Treasury Secretary Timothy Geithner plans to warn House lawmakers that regulators need their help to ensure the financial system is safe from threats posed by Europe and elsewhere.

According to his prepared testimony before the House Financial Services Committee, Geithner will inform lawmakers that the financial system, years after the meltdown, still faces "a challenging and uncertain overall economic environment," and will ask members to help, not hinder, regulatory efforts to implement the Dodd-Frank financial reform law. A copy of Geithner's testimony was obtained by The Hill.

"We need your support to make these rules strong and effective.  And we need your support to make sure the enforcement agencies have the resources they need to prevent fraud, manipulation, and abuse," his testimony states.

Geithner singles out continued debt woes in Europe as the single biggest risk to the nation's economy, and will impress upon lawmakers the need to shore up the financial system to protect the U.S. from the dangers it presents.

"A severe crisis in Europe would necessarily have very substantial, adverse effects on the United States," his testimony states.

Echoing Federal Reserve Chairman Ben Bernanke, Geithner will also cautioned lawmakers on the dangers posed by the coming fiscal cliff. If Congress fails to avert the influx of tax hikes and spending cuts set to take effect at the beginning of 2013, it will make the ongoing slowdown in the U.S. recovery even worse.

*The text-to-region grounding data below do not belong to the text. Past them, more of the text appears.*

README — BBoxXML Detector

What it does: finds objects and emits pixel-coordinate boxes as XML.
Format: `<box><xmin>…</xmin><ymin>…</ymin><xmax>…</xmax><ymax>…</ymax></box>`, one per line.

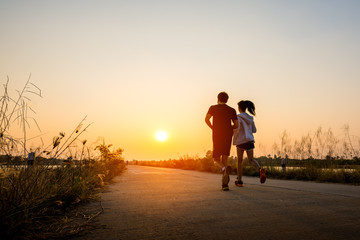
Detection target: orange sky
<box><xmin>1</xmin><ymin>1</ymin><xmax>360</xmax><ymax>160</ymax></box>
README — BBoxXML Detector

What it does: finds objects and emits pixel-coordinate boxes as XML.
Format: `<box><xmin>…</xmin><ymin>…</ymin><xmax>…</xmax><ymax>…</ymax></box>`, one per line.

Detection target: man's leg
<box><xmin>214</xmin><ymin>156</ymin><xmax>225</xmax><ymax>170</ymax></box>
<box><xmin>221</xmin><ymin>155</ymin><xmax>231</xmax><ymax>189</ymax></box>
<box><xmin>221</xmin><ymin>155</ymin><xmax>228</xmax><ymax>168</ymax></box>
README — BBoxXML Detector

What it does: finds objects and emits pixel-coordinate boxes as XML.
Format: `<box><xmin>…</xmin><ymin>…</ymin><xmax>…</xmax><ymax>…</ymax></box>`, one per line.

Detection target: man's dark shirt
<box><xmin>207</xmin><ymin>104</ymin><xmax>237</xmax><ymax>157</ymax></box>
<box><xmin>207</xmin><ymin>104</ymin><xmax>237</xmax><ymax>136</ymax></box>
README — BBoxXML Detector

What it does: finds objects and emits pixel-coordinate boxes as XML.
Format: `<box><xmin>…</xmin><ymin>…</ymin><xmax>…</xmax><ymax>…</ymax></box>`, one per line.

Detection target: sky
<box><xmin>1</xmin><ymin>0</ymin><xmax>360</xmax><ymax>160</ymax></box>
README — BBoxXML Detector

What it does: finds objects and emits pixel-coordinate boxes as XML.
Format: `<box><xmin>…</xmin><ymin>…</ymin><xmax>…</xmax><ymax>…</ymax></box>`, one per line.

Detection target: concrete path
<box><xmin>77</xmin><ymin>165</ymin><xmax>360</xmax><ymax>240</ymax></box>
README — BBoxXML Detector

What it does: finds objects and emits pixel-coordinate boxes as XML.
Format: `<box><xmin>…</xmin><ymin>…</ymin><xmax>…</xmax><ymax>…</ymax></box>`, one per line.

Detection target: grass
<box><xmin>263</xmin><ymin>165</ymin><xmax>360</xmax><ymax>184</ymax></box>
<box><xmin>138</xmin><ymin>157</ymin><xmax>219</xmax><ymax>173</ymax></box>
<box><xmin>137</xmin><ymin>156</ymin><xmax>360</xmax><ymax>185</ymax></box>
<box><xmin>0</xmin><ymin>77</ymin><xmax>128</xmax><ymax>239</ymax></box>
<box><xmin>0</xmin><ymin>159</ymin><xmax>126</xmax><ymax>239</ymax></box>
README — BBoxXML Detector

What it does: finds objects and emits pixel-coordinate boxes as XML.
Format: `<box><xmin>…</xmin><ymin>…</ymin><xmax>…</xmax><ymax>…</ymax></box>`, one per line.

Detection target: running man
<box><xmin>205</xmin><ymin>92</ymin><xmax>238</xmax><ymax>191</ymax></box>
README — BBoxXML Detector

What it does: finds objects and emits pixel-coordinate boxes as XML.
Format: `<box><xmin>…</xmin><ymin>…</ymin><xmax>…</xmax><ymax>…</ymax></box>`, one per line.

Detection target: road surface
<box><xmin>77</xmin><ymin>165</ymin><xmax>360</xmax><ymax>240</ymax></box>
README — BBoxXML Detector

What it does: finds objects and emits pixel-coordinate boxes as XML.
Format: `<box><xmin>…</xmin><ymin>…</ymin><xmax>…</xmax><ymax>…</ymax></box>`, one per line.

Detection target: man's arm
<box><xmin>205</xmin><ymin>113</ymin><xmax>213</xmax><ymax>129</ymax></box>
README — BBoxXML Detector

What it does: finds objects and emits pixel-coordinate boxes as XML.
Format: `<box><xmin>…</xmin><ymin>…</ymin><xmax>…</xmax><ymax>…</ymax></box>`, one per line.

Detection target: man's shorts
<box><xmin>212</xmin><ymin>133</ymin><xmax>232</xmax><ymax>158</ymax></box>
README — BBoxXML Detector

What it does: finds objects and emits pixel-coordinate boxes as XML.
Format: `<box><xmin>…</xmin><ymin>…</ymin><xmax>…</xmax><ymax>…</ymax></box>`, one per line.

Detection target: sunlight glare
<box><xmin>155</xmin><ymin>131</ymin><xmax>168</xmax><ymax>142</ymax></box>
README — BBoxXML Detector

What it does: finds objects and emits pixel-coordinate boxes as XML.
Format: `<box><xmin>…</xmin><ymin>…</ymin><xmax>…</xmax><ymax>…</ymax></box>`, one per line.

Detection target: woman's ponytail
<box><xmin>238</xmin><ymin>100</ymin><xmax>256</xmax><ymax>116</ymax></box>
<box><xmin>246</xmin><ymin>100</ymin><xmax>256</xmax><ymax>116</ymax></box>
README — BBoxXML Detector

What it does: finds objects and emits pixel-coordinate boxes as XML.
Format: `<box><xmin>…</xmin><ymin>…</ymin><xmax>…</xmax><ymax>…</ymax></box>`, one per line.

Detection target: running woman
<box><xmin>233</xmin><ymin>100</ymin><xmax>266</xmax><ymax>187</ymax></box>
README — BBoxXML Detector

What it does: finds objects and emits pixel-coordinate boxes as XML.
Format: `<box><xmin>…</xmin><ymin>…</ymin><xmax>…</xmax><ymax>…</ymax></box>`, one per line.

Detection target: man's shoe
<box><xmin>222</xmin><ymin>166</ymin><xmax>231</xmax><ymax>185</ymax></box>
<box><xmin>260</xmin><ymin>168</ymin><xmax>266</xmax><ymax>184</ymax></box>
<box><xmin>222</xmin><ymin>184</ymin><xmax>229</xmax><ymax>191</ymax></box>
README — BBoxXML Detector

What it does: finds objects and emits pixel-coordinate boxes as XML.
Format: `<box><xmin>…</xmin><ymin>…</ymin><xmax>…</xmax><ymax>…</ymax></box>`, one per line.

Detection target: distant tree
<box><xmin>205</xmin><ymin>150</ymin><xmax>213</xmax><ymax>159</ymax></box>
<box><xmin>280</xmin><ymin>130</ymin><xmax>291</xmax><ymax>158</ymax></box>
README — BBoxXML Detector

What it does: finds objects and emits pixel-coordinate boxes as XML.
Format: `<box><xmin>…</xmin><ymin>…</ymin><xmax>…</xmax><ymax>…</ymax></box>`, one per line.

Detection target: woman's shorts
<box><xmin>236</xmin><ymin>142</ymin><xmax>255</xmax><ymax>150</ymax></box>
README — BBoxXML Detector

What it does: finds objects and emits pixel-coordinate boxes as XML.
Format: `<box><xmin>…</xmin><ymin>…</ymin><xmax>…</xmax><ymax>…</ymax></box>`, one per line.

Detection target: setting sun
<box><xmin>155</xmin><ymin>131</ymin><xmax>168</xmax><ymax>142</ymax></box>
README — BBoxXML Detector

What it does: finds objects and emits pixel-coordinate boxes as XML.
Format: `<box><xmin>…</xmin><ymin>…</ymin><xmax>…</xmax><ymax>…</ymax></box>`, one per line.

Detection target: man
<box><xmin>27</xmin><ymin>150</ymin><xmax>35</xmax><ymax>166</ymax></box>
<box><xmin>205</xmin><ymin>92</ymin><xmax>238</xmax><ymax>191</ymax></box>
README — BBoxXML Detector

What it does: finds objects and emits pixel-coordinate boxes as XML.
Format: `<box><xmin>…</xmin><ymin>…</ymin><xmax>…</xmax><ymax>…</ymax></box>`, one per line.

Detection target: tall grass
<box><xmin>268</xmin><ymin>126</ymin><xmax>360</xmax><ymax>160</ymax></box>
<box><xmin>0</xmin><ymin>77</ymin><xmax>127</xmax><ymax>239</ymax></box>
<box><xmin>0</xmin><ymin>159</ymin><xmax>126</xmax><ymax>239</ymax></box>
<box><xmin>0</xmin><ymin>75</ymin><xmax>42</xmax><ymax>157</ymax></box>
<box><xmin>0</xmin><ymin>136</ymin><xmax>126</xmax><ymax>239</ymax></box>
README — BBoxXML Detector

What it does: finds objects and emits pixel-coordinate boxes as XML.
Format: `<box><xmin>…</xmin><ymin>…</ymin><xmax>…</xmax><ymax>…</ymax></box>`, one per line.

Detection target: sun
<box><xmin>155</xmin><ymin>131</ymin><xmax>168</xmax><ymax>142</ymax></box>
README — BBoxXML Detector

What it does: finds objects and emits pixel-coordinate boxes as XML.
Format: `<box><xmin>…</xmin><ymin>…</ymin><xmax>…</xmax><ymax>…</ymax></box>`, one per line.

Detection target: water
<box><xmin>0</xmin><ymin>164</ymin><xmax>61</xmax><ymax>177</ymax></box>
<box><xmin>269</xmin><ymin>166</ymin><xmax>356</xmax><ymax>172</ymax></box>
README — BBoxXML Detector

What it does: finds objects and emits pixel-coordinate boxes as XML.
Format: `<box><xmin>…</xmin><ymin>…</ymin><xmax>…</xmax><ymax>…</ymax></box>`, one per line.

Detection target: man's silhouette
<box><xmin>205</xmin><ymin>92</ymin><xmax>238</xmax><ymax>191</ymax></box>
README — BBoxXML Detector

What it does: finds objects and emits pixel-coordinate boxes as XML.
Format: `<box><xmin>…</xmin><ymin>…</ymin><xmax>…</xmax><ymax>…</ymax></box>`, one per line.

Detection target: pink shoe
<box><xmin>235</xmin><ymin>180</ymin><xmax>244</xmax><ymax>187</ymax></box>
<box><xmin>260</xmin><ymin>168</ymin><xmax>266</xmax><ymax>184</ymax></box>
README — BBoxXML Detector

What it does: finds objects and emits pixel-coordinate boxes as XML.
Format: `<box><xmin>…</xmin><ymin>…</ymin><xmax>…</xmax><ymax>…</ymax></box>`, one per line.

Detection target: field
<box><xmin>137</xmin><ymin>155</ymin><xmax>360</xmax><ymax>185</ymax></box>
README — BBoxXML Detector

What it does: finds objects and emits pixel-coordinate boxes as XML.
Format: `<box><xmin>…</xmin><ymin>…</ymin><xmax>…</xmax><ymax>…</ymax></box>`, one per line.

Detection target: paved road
<box><xmin>78</xmin><ymin>165</ymin><xmax>360</xmax><ymax>240</ymax></box>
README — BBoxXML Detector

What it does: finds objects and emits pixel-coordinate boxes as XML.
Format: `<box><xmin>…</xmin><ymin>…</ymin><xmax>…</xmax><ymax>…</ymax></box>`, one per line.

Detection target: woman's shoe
<box><xmin>235</xmin><ymin>180</ymin><xmax>244</xmax><ymax>187</ymax></box>
<box><xmin>260</xmin><ymin>168</ymin><xmax>266</xmax><ymax>184</ymax></box>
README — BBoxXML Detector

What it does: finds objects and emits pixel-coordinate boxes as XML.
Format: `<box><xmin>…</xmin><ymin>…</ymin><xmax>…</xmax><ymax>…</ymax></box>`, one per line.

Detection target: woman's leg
<box><xmin>246</xmin><ymin>149</ymin><xmax>261</xmax><ymax>169</ymax></box>
<box><xmin>247</xmin><ymin>149</ymin><xmax>266</xmax><ymax>183</ymax></box>
<box><xmin>236</xmin><ymin>148</ymin><xmax>244</xmax><ymax>181</ymax></box>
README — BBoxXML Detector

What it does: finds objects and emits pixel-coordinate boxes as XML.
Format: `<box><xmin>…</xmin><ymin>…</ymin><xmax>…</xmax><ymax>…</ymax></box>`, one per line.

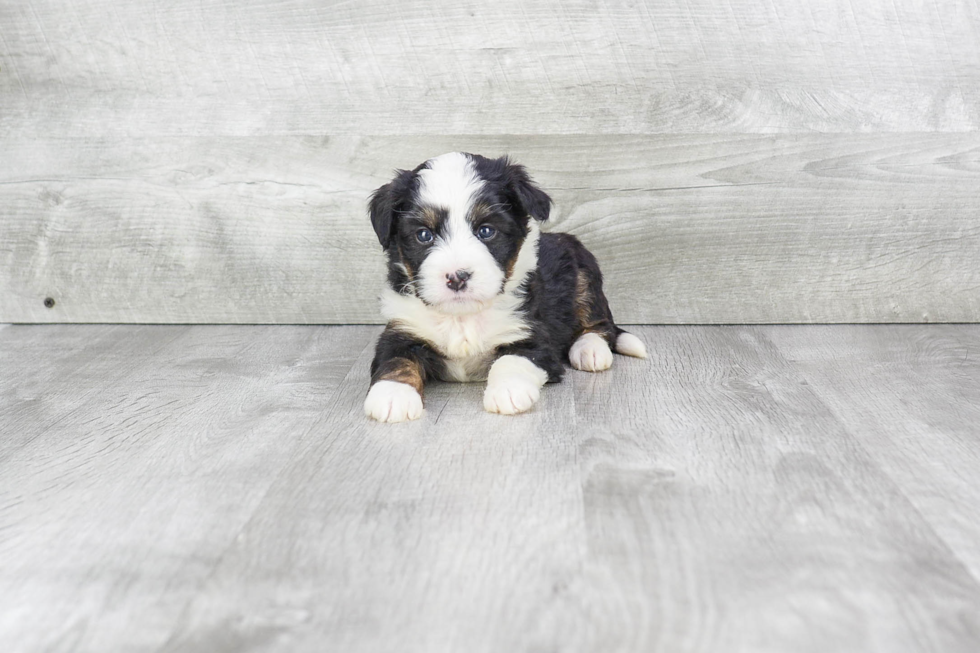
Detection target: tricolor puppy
<box><xmin>364</xmin><ymin>152</ymin><xmax>647</xmax><ymax>422</ymax></box>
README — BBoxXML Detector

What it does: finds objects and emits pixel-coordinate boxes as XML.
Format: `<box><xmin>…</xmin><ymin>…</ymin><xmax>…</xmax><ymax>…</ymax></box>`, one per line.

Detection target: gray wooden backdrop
<box><xmin>2</xmin><ymin>0</ymin><xmax>978</xmax><ymax>324</ymax></box>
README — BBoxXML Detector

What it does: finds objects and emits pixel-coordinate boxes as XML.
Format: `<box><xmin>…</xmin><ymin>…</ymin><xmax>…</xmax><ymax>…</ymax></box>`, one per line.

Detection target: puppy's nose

"The failure of policy makers to enact reforms in a timely and credible manner will be damaging to future economic growth," Geithner will say. "These potential threats underscore the need for continued progress in repairing the remaining damage from the financial crisis and enacting reforms to make the system stronger for the long run."

In that effort, Geithner will tout the work done by regulators in the two years since Dodd-Frank was enacted, saying that "key elements" of the law will largely be in place by the end of the year.

Geithner's prepared testimony makes no mention of the ongoing scandal over the London Interbank Offered Rate, or Libor. The integrity of that rate, which is set by some of the world's largest banks and serves as benchmark for a slew of lending products, has come into question in recent weeks, and regulators are probing for whether there have been widespread efforts to rig the rate to improve the standing of certain banks.

Geithner is testifying before the panel, and doing the same before the Senate Banking Committee Thursday, in his capacity as head of the Financial Stability Oversight Council, which gathers top financial regulators together to oversee the stability of the financial system. However, he is expected to be pressed by lawmakers on his role in the Libor scandal, dating back to his time heading the New York Federal Reserve Bank before becoming President Obama's chief economic adviser.

Concerns that the Libor may be being manipulated first came to the New York Fed's attention under his watch, and lawmakers earlier this month pressed Bernanke on why the Fed failed to do more on the matter when it first emerged. Both officials have defended the actions of Fed officials, saying the matter was immediately highlighted for the relevant regulators both in the U.S. and Britain.